Our new school website, including a new course management tool, went live this week. I was among the presenters who introduced our "Academic Groups" pages to all the other teachers. Three meetings and many hours of play over the last three weeks set me up for Wednesday's 60 min preso to ~25 teachers plus the principal (gulp). I was on learner overload during the prep sessions! The process was a typical tech learning curve-nothing worked, the functionality went in and out, and the vendor kept turning the site on and off as we tried out all the features. But we had fun, and learned together, and even strategized how other teachers could be soothed when this stuff happened to them. Hardest class in the world to teach? TEACHERS.
So here is what I learned sitting in a tech lab with 5 other tech-y teachers. We are all alike in our curiosity, our willingness to screw up and laugh at it, and our desire to work together. At no other time during the year will I probably spend extended time with these folks--we all had different temperaments and areas of expertise. Didn't matter this summer. What mattered was the topic at hand and how many ways we could un-code the website. How this looked and sounded reminded me of exactly how my room looks when I throw out a challenge to a class and they have to solve the problem without me. It was loud, and we were all talking at once, and at least two people were rocking more than one device at a time. Everyone announced their superior approach the group at large, whether anyone asked or not. People jumped up to run across to check someone else's screen out whenever they needed to. All of this was happening while the Tech Director had a preso up on the Smartboard and was trying to present to us. We even laughed that we were 21st century learners-which was actually a snarky comment, since most of us at one time or another has made fun of people who still call it that--14 years into the 21st century.

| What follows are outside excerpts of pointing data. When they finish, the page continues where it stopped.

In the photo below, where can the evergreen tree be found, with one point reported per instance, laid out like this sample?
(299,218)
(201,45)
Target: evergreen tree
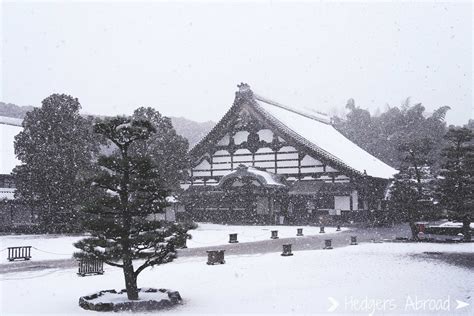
(130,186)
(456,184)
(55,147)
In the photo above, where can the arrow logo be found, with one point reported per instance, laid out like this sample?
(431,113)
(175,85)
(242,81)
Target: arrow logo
(335,304)
(461,304)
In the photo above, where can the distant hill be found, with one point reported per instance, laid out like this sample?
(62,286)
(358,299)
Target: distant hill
(191,130)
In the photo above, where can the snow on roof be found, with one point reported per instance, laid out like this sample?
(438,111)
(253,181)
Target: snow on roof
(320,133)
(269,177)
(7,152)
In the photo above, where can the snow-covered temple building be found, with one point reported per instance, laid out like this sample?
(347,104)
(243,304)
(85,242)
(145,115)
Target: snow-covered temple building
(265,162)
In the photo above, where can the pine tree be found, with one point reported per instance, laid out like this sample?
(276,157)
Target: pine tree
(456,184)
(129,187)
(56,148)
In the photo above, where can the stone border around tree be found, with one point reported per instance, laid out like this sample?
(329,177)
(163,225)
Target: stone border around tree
(174,298)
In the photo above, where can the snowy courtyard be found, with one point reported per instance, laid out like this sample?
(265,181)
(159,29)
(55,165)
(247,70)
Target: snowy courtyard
(309,282)
(53,247)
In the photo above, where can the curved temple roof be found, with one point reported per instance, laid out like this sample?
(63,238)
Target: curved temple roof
(317,132)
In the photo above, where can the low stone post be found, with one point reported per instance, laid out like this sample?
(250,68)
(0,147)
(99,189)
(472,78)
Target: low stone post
(287,250)
(215,257)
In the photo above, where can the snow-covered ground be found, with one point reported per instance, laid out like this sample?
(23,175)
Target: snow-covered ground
(309,282)
(44,247)
(455,224)
(215,235)
(51,247)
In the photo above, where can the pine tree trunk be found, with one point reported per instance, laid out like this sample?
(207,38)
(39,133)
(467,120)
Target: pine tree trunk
(130,279)
(466,229)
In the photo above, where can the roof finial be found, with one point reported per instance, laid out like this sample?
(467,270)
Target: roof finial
(243,87)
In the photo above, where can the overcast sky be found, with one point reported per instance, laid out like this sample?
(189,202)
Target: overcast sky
(186,58)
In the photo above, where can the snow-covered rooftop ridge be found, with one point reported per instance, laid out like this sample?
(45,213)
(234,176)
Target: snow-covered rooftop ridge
(325,139)
(10,121)
(314,115)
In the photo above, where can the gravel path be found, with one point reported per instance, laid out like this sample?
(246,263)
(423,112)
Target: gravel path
(341,239)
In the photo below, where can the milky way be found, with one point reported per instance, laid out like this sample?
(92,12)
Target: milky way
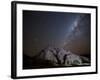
(57,29)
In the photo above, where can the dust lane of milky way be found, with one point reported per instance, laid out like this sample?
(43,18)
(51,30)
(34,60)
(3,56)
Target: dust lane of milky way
(68,30)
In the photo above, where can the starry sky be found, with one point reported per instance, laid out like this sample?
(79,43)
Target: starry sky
(70,31)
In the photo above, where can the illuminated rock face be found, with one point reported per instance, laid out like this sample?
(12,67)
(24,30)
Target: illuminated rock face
(61,57)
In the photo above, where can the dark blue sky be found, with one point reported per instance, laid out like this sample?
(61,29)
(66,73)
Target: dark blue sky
(57,29)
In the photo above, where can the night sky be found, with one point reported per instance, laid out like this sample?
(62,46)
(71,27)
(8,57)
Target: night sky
(70,31)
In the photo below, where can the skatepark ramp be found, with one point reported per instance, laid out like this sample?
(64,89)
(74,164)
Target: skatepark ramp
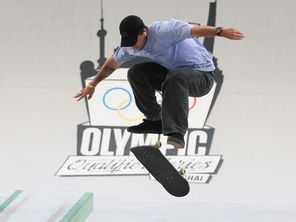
(37,206)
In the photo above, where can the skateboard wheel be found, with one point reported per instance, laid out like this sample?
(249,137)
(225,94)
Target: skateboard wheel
(182,171)
(158,144)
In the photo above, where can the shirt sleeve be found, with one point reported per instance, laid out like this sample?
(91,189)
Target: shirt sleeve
(121,55)
(179,30)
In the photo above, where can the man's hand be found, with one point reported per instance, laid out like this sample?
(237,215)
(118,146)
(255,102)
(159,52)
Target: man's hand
(86,92)
(231,33)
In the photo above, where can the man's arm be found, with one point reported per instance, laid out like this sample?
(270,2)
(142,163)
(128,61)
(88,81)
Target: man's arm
(107,69)
(210,31)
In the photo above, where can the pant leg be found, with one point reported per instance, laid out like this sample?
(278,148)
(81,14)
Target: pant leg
(178,86)
(144,79)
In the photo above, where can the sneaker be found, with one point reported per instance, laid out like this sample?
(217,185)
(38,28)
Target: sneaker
(147,126)
(176,140)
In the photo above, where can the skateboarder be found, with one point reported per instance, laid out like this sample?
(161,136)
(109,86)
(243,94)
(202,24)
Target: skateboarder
(181,67)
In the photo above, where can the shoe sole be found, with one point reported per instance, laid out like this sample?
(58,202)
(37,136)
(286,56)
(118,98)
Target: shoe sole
(175,144)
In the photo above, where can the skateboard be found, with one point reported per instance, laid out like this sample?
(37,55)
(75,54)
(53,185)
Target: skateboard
(162,170)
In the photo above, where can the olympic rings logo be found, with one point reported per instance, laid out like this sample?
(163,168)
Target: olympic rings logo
(126,102)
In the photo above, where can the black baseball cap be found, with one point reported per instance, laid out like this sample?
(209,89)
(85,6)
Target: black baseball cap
(129,28)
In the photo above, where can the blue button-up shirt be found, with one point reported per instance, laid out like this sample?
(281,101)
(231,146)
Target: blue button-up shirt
(170,44)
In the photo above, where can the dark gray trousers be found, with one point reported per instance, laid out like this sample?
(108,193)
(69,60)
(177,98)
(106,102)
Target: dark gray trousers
(176,86)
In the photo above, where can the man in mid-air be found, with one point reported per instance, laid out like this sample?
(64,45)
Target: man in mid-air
(181,67)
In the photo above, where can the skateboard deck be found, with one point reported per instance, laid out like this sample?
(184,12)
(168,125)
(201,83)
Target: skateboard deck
(162,170)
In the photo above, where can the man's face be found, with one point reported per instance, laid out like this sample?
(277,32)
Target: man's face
(141,41)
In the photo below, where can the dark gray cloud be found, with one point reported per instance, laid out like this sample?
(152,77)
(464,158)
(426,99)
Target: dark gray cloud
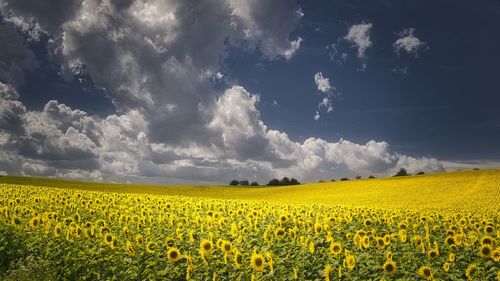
(156,60)
(15,57)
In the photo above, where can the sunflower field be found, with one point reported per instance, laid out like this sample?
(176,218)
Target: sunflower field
(96,235)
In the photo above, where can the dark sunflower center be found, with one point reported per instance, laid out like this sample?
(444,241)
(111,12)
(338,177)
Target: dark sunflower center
(485,251)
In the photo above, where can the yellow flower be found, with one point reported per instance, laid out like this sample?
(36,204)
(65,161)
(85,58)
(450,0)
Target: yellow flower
(350,262)
(327,271)
(425,272)
(495,255)
(238,259)
(469,272)
(150,247)
(335,248)
(130,248)
(226,247)
(390,267)
(485,251)
(173,254)
(257,262)
(311,247)
(446,267)
(433,253)
(388,255)
(451,257)
(206,246)
(317,228)
(139,239)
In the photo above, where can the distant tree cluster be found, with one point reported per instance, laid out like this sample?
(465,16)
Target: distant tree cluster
(283,181)
(243,183)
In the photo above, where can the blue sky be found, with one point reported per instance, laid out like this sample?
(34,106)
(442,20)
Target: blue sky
(180,92)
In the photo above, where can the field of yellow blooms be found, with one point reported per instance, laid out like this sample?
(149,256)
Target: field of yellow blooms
(429,227)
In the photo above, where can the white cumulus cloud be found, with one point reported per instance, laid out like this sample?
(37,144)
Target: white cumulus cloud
(359,36)
(409,43)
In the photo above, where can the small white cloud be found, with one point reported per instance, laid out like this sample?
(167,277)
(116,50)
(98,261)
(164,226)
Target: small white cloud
(359,35)
(294,46)
(409,43)
(326,103)
(323,83)
(335,55)
(400,70)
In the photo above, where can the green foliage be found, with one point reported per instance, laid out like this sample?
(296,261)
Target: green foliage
(30,268)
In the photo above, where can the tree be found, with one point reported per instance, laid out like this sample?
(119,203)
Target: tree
(274,182)
(401,173)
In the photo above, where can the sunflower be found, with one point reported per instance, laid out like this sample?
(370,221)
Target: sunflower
(425,272)
(390,267)
(469,272)
(380,242)
(206,246)
(485,251)
(173,254)
(108,238)
(487,240)
(58,230)
(130,248)
(387,239)
(451,257)
(138,239)
(389,255)
(446,266)
(34,222)
(317,228)
(150,247)
(489,229)
(433,254)
(238,259)
(257,262)
(279,232)
(327,271)
(311,247)
(495,255)
(366,242)
(16,221)
(335,248)
(226,247)
(449,241)
(350,262)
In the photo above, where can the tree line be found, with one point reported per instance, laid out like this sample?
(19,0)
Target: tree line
(273,182)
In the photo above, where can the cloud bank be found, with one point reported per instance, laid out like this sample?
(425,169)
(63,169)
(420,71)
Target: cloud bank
(171,125)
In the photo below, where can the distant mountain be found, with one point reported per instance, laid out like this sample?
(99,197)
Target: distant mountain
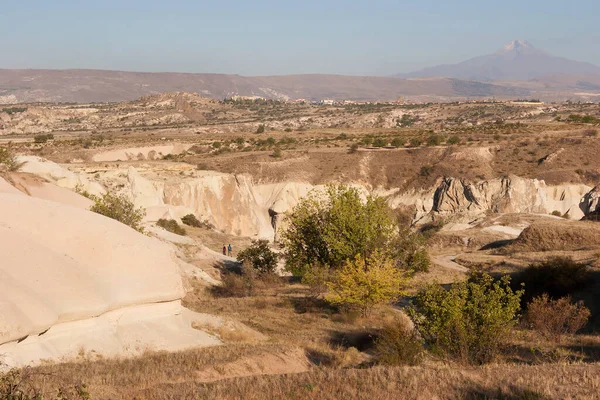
(86,86)
(517,61)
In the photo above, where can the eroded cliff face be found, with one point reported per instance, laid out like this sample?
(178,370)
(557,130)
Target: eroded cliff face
(509,195)
(237,205)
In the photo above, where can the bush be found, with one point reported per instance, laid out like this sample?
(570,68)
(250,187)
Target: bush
(415,142)
(42,138)
(276,153)
(412,252)
(172,226)
(379,142)
(364,283)
(398,345)
(398,142)
(435,140)
(425,170)
(235,285)
(406,121)
(553,318)
(8,159)
(120,208)
(260,257)
(330,227)
(558,277)
(469,321)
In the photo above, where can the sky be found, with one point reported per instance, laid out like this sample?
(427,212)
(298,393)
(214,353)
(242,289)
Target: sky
(269,37)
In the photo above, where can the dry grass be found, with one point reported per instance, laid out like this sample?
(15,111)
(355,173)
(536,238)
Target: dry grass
(173,377)
(558,235)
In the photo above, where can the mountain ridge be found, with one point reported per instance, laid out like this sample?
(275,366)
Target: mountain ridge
(516,61)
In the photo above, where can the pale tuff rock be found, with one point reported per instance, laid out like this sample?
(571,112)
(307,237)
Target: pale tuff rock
(71,279)
(235,204)
(141,153)
(591,201)
(58,175)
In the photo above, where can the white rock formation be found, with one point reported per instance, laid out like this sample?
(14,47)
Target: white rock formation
(74,281)
(141,153)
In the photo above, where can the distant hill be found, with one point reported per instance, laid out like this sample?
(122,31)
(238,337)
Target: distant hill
(86,86)
(517,61)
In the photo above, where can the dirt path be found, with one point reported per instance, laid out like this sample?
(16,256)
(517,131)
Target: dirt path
(447,261)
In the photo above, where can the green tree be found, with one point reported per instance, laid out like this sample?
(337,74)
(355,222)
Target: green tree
(172,226)
(411,252)
(260,257)
(120,208)
(469,321)
(363,283)
(327,228)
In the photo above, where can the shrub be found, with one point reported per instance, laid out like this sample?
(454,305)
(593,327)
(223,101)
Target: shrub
(557,277)
(172,226)
(330,227)
(191,220)
(8,159)
(235,285)
(316,277)
(379,142)
(43,138)
(406,121)
(397,142)
(120,208)
(260,257)
(453,140)
(435,140)
(425,170)
(553,318)
(415,142)
(398,345)
(412,252)
(363,283)
(469,321)
(276,153)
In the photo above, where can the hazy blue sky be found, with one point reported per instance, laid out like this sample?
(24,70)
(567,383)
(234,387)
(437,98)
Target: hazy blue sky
(263,37)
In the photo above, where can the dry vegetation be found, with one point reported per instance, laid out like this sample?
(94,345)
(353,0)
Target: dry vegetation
(308,348)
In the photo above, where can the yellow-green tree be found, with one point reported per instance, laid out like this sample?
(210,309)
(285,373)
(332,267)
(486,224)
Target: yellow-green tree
(363,283)
(327,228)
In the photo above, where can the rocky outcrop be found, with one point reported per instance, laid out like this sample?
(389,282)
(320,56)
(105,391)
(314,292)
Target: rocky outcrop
(507,195)
(74,281)
(237,205)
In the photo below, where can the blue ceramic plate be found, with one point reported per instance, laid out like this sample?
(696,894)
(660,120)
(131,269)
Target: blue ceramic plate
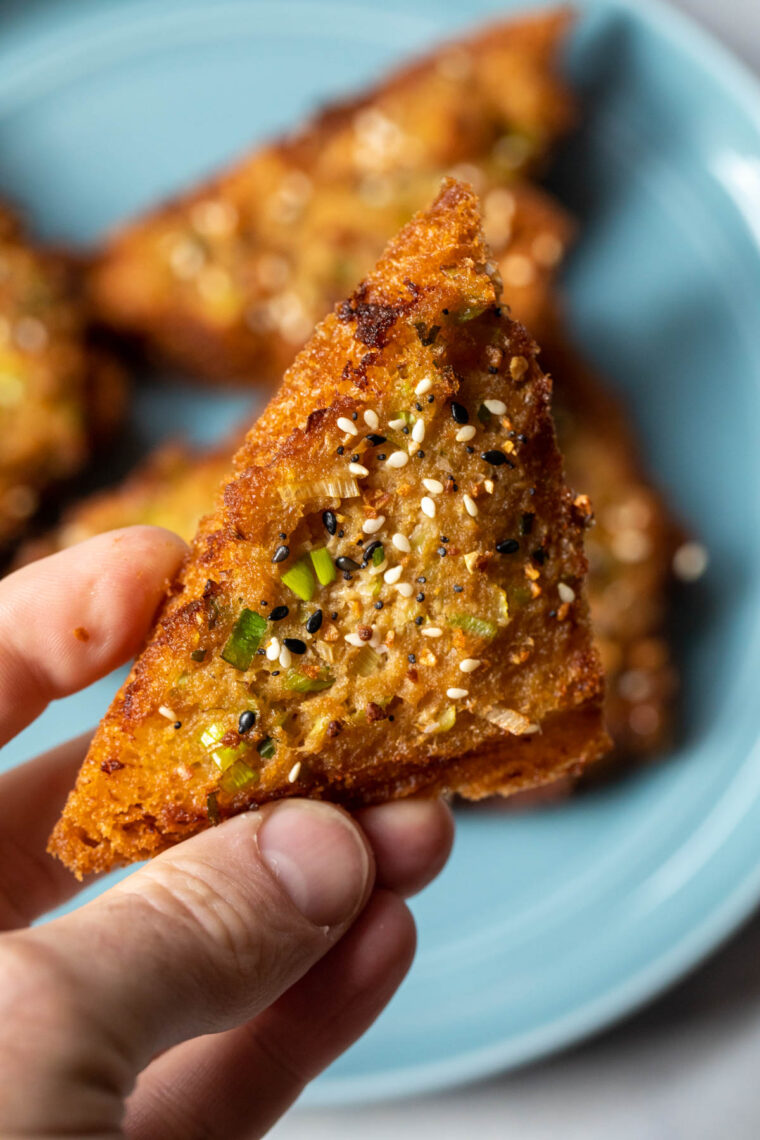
(550,925)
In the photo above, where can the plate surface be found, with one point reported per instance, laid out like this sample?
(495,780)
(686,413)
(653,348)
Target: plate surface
(545,926)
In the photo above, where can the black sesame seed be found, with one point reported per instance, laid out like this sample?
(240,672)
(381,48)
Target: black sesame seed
(246,722)
(315,621)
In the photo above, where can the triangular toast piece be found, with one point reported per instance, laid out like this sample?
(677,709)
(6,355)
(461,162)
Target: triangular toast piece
(229,279)
(389,596)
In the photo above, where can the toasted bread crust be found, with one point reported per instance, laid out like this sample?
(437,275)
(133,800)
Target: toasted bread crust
(513,607)
(229,279)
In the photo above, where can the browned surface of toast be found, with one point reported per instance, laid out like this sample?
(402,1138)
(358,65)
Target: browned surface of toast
(476,674)
(229,279)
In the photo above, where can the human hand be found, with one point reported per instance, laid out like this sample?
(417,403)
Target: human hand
(197,996)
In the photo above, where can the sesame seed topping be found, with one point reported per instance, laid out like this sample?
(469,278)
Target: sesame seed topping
(566,593)
(295,645)
(313,623)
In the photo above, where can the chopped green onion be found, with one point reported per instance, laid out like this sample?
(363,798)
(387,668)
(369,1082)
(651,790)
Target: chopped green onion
(479,627)
(244,640)
(301,580)
(300,683)
(323,564)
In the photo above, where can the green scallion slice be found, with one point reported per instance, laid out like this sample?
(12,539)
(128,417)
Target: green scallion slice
(301,580)
(245,638)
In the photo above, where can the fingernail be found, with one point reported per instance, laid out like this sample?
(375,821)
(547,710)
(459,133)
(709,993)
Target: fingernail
(318,857)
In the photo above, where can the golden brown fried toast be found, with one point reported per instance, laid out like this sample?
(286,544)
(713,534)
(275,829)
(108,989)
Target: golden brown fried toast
(389,595)
(56,392)
(228,281)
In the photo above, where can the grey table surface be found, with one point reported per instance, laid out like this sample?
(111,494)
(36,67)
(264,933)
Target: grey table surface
(686,1068)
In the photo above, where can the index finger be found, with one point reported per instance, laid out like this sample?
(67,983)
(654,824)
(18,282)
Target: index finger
(75,616)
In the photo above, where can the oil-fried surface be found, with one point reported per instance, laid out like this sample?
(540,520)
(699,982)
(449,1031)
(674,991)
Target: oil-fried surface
(229,281)
(629,548)
(56,392)
(414,581)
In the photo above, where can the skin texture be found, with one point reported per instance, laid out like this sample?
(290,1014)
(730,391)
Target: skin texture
(229,279)
(172,756)
(264,946)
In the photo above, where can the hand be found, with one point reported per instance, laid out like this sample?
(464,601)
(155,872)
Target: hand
(226,972)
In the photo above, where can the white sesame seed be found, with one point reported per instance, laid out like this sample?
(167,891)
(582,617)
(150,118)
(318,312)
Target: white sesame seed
(565,592)
(433,486)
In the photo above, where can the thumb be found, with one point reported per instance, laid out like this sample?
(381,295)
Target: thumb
(201,939)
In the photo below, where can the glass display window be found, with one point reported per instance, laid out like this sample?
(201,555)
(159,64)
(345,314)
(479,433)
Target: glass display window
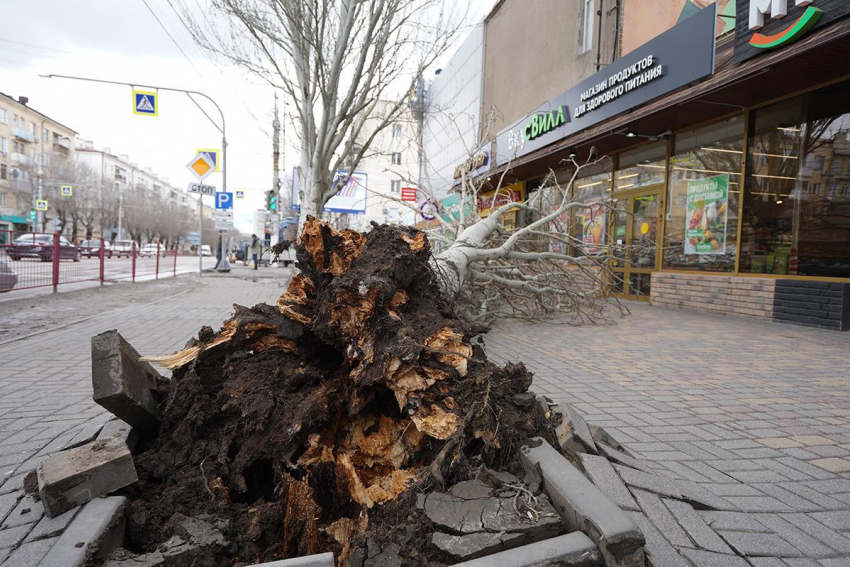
(796,215)
(704,190)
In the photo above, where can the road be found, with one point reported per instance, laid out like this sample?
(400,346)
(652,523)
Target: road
(35,277)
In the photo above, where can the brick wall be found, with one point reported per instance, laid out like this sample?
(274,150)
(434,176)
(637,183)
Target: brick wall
(804,302)
(822,304)
(717,293)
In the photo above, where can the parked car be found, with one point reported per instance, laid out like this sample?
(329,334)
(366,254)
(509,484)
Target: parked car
(150,250)
(41,246)
(8,277)
(91,247)
(123,248)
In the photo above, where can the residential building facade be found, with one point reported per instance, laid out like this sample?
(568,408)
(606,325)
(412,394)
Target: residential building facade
(37,156)
(129,201)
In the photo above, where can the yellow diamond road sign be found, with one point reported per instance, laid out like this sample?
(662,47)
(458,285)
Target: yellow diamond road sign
(201,166)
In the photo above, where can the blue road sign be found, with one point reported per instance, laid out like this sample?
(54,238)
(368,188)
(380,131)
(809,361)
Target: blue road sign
(223,200)
(145,103)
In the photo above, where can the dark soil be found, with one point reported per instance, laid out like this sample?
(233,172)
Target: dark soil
(312,425)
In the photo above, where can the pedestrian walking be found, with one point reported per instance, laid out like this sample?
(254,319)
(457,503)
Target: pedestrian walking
(256,249)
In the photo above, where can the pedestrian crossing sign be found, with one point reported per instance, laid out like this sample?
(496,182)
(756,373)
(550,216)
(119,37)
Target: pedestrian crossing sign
(145,103)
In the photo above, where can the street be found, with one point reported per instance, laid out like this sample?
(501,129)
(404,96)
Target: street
(765,427)
(35,277)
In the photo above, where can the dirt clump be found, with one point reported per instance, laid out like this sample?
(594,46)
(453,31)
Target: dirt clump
(318,424)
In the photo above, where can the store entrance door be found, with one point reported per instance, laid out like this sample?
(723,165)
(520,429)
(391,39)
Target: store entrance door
(636,234)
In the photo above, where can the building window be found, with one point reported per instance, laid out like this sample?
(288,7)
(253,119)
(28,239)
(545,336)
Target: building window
(701,228)
(795,222)
(585,35)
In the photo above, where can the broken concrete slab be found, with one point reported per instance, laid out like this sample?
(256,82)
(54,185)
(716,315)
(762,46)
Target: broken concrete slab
(583,507)
(573,433)
(122,429)
(571,550)
(473,546)
(96,531)
(542,409)
(122,384)
(470,509)
(76,476)
(616,456)
(600,435)
(606,479)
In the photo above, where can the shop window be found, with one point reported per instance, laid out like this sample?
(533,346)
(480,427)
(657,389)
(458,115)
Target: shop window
(588,224)
(641,167)
(701,224)
(796,216)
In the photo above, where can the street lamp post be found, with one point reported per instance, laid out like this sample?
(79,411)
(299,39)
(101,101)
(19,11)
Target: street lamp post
(223,265)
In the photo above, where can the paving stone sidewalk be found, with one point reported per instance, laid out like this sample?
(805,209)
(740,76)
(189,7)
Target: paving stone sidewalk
(756,412)
(45,391)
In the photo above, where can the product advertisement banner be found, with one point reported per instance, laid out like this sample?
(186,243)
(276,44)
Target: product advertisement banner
(706,216)
(593,227)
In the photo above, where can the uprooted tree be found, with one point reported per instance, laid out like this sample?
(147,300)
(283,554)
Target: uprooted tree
(359,387)
(524,258)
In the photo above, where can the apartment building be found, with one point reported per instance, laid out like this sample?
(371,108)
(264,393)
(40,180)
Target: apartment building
(37,154)
(131,200)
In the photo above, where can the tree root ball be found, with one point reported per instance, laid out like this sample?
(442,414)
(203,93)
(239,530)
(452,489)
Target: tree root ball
(311,425)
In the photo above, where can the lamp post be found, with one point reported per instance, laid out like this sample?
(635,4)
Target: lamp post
(223,265)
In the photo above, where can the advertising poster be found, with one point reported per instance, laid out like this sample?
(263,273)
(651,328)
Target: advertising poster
(593,227)
(707,211)
(351,197)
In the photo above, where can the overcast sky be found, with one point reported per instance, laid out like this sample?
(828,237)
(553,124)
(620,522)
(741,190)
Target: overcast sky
(121,40)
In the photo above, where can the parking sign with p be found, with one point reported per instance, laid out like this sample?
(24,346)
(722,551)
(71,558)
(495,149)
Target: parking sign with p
(223,200)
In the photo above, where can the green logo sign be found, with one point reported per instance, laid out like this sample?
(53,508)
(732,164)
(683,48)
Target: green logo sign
(790,34)
(546,122)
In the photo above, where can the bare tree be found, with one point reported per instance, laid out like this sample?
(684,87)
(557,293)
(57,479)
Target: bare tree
(336,60)
(516,257)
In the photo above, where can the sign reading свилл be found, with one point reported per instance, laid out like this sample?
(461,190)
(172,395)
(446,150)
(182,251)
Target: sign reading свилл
(706,216)
(681,55)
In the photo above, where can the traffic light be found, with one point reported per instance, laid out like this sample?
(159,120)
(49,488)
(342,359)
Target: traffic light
(271,200)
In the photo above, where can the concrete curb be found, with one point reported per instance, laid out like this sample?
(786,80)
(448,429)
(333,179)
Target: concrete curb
(583,507)
(98,529)
(573,550)
(321,560)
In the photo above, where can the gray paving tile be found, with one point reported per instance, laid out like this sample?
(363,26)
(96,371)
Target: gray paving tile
(661,517)
(748,543)
(704,537)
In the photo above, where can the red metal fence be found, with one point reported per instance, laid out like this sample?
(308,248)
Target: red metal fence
(34,259)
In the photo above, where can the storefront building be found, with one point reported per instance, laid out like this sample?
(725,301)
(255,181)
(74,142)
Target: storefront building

But as I worked the room this week at the actual session, I noted at least three levels of comfort in the room with my colleagues. At the same time, I noticed some of my colleagues were unhappy with others yelling out questions or calling out successes. And there are always adults who are consternated by my room set up--not rows, more like mini centers. So if you are 50 years old and you are used to finding a seat near the front so you can be near the teacher, what do you do when there are 12 "front row" seats and the teacher does not stand still? I needed folks to help each other, since the class was so large. I sensed that most of the class was on target, but not everyone was happy. It is a vulnerable feeling to know that you are laying your teaching soul bare to other teachers who may not get your approach. And no teacher spends time in class describing why she teaches the way she does--the whole collaborative thing is CRITICAL for our kids, so my adult learners needed to test drive collaboration themselves. I hope that they got enough to work on their own. I won't be giving a test so they know how well they learned!